I don't know about you, but I have NEVER, EVER, not even ONCE gotten a job from a poor person. They provide JOBS.

I know from long association with my former parish in San Diego, that on the QT many of the wealthy parishioners gave to the pastor's "slush fund" of emergency money when someone in the parish was in need. And the recipient never knew that "so and so" was the real donor of monies. We had quite a nice parish in Old Town in San Diego. It is economically very diverse. We had "rich people" on the top of the hill in the "old money" section of town, while quite a few others came from nearby areas that weren't well off at all. ALL the groups mixed socially. At an annual fund raiser, for instance a prominent San Diego judge was ALWAYS known to everyone in the parish as "Bill." He liked it that way and would have none of "Judge so and so" -- not in the parish. I know we had at least one multimillionaire too that did a lot of "quiet work" and the upper crust "ladies who lunched" joined in to do a lot of good unsung deeds (along with the other ladies who were not so well off.) You wouldn't know about their good works unless you were actively engaged in some of these efforts yourself. It was considered "not kosher" to mention "do you know Father needed emergency funding for X and was able to raise it right away because parishioner Y donated?"

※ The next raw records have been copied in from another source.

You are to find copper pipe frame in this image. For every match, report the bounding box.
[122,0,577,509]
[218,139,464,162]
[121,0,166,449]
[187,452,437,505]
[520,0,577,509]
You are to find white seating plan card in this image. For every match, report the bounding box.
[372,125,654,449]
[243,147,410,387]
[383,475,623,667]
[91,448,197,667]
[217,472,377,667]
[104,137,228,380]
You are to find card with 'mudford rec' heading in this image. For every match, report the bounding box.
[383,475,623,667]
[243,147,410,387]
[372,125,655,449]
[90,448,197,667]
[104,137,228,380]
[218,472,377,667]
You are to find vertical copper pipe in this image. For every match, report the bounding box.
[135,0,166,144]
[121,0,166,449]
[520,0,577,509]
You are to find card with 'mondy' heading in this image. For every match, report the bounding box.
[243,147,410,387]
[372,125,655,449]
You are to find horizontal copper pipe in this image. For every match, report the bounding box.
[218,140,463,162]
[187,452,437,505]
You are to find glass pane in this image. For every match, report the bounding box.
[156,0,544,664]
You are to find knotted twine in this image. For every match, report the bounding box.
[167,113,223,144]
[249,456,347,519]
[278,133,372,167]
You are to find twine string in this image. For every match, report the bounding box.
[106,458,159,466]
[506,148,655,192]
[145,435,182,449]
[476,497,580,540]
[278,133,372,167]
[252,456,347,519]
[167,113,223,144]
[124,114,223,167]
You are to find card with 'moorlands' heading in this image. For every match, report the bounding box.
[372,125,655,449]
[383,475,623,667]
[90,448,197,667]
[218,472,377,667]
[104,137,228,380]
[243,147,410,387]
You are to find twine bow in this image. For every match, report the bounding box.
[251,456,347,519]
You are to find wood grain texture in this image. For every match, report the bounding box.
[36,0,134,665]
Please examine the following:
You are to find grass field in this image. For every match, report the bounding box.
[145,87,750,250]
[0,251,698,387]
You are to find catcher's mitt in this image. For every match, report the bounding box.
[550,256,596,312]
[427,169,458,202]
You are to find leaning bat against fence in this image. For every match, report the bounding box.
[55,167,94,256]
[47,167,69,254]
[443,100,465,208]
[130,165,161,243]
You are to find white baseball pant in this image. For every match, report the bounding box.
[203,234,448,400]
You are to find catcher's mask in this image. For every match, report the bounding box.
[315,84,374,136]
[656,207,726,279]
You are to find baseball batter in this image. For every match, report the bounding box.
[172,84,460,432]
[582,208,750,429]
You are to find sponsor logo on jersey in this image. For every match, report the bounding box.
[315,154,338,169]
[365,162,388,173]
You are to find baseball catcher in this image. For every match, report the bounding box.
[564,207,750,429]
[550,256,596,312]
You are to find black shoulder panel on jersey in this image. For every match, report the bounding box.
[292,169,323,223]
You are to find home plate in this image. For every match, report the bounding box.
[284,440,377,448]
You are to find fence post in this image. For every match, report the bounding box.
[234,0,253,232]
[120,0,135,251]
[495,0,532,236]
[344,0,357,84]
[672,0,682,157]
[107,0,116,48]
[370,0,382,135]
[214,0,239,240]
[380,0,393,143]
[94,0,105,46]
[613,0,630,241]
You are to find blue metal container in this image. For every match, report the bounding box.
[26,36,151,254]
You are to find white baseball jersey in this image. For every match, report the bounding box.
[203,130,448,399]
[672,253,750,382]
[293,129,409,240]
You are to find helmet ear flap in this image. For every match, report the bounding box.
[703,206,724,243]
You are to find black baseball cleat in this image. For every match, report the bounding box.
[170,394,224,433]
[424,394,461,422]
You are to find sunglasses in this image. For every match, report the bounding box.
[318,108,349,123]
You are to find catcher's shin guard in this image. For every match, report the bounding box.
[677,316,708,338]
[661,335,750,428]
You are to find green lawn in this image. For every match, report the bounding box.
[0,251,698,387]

Anyway, Fr. Joe changed a run-of-the mill St. Vincent de Paul operation into a stellar model -- all because he was a fabulous glad hander of not only "regular people" but also the movers and shakers. EVERYONE in town, no matter what faith or no faith loves him. Here is a small sample of what he accomplished.

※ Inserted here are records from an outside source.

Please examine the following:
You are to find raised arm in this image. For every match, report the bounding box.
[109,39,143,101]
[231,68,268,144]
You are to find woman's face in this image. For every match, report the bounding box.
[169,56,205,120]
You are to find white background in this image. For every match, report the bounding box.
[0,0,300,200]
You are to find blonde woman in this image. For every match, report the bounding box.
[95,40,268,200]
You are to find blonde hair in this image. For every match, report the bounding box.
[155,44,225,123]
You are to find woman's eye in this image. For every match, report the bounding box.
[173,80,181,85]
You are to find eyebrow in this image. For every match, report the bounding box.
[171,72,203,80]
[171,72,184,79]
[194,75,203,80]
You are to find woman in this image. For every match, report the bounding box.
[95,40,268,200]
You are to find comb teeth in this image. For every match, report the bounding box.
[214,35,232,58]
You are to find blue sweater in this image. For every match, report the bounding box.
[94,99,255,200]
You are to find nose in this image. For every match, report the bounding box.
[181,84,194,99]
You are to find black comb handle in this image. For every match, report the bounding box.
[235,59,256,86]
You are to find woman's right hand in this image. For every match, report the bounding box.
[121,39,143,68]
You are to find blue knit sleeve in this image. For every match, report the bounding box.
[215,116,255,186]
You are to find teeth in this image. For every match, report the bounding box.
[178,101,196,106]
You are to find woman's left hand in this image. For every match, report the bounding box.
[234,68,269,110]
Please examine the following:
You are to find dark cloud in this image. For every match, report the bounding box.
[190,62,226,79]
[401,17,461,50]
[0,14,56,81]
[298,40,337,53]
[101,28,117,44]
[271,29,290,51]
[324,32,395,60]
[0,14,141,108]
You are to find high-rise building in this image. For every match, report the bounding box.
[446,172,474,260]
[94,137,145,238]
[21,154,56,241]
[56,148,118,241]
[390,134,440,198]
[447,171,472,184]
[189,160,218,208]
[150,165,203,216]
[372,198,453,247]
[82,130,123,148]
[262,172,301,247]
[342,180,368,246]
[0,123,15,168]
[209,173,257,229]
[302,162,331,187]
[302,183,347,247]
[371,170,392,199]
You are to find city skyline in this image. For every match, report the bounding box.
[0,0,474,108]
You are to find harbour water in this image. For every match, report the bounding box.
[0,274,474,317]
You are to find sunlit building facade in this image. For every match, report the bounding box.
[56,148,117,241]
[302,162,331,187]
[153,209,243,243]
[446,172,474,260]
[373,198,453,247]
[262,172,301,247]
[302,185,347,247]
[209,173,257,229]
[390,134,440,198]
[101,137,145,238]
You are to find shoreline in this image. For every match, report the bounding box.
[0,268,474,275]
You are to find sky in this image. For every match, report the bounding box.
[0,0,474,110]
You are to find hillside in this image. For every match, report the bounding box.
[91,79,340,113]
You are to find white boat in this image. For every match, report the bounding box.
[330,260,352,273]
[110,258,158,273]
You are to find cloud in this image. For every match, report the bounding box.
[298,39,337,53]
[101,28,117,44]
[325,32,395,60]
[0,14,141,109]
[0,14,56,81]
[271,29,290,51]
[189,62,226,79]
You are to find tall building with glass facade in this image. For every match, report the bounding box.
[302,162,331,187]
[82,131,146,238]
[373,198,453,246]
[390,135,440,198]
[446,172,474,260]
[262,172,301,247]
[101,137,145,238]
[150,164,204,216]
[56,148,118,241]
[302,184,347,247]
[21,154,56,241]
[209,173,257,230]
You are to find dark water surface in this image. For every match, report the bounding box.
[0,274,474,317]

In 1982 when Father Joe 1st took over, the St. Vincent De Paul center was a soup kitchen and thrift store. He recently retired and the fund raising now is about 40 million dollars a year. Earlier this year Father received an extremely rare "Citizen Service before Self" award which was a national award presented to only 3 people nationwide.

Rod George said...

On May 25th 1976 Archbishop Lefebvre
preached in the Basilica of Maxentius a sermon entitled "The One True Religion" in which he puts Our Lord Jesus Christ at the centre of the mass,the sacrements,the faith and each individuals life.It is as relevant today as it was then and is the antidote to the problems highlighted by yourself and Father Simon Henry.The sermon is too long to publish here but it is in Apologia Marcel Lefebvre by Michael Davies.

Ttony said...

John the Lutheran posted this here a couple of days ago.

"The problem with modern eucharistic piety is that in expressing a sense of the presence of Christ in the community, it constantly teeters into Pelagianism, a comfortable sense of the simple continuum between human and divine community. The painful and contradictory reality of our unity in Christ despite our class and racial antagonisms, our divergent interests, our fears and mutual suspicions, the sheer brokenness of human society, is buried under a cosier sense of the niceness of all being together."

It's from Eamon Duffy's "Faith of our Fathers" around the point where he asks you to look at the body language of people going back to their places after Communion and ask yourself if they really believe that what they are consuming is the Son of God.

Scott Woltze said...

@JohnF,

The reason the last two popes have accused some traditionalists of tending to pelagianism is exactly because they think they are shiny kettles (thanks to following tradition) while the rest are black. And so you are vindicating their analysis. If traditionalists are more faithful Catholics, then what credit is that to them? They should be. After all, they have been given the great grace of traditional devotions, liturgy and practices. We are all poor sinners, and the unchecked venial sins of a traditional Catholic may smell worse that the grave sins of an 80s-era lapsed Catholic.

Supertradmum said...

Catholics have made socialism into a god instead of God, which plays into the pelagian heresy. One no longer has to give alms or befriend the poor.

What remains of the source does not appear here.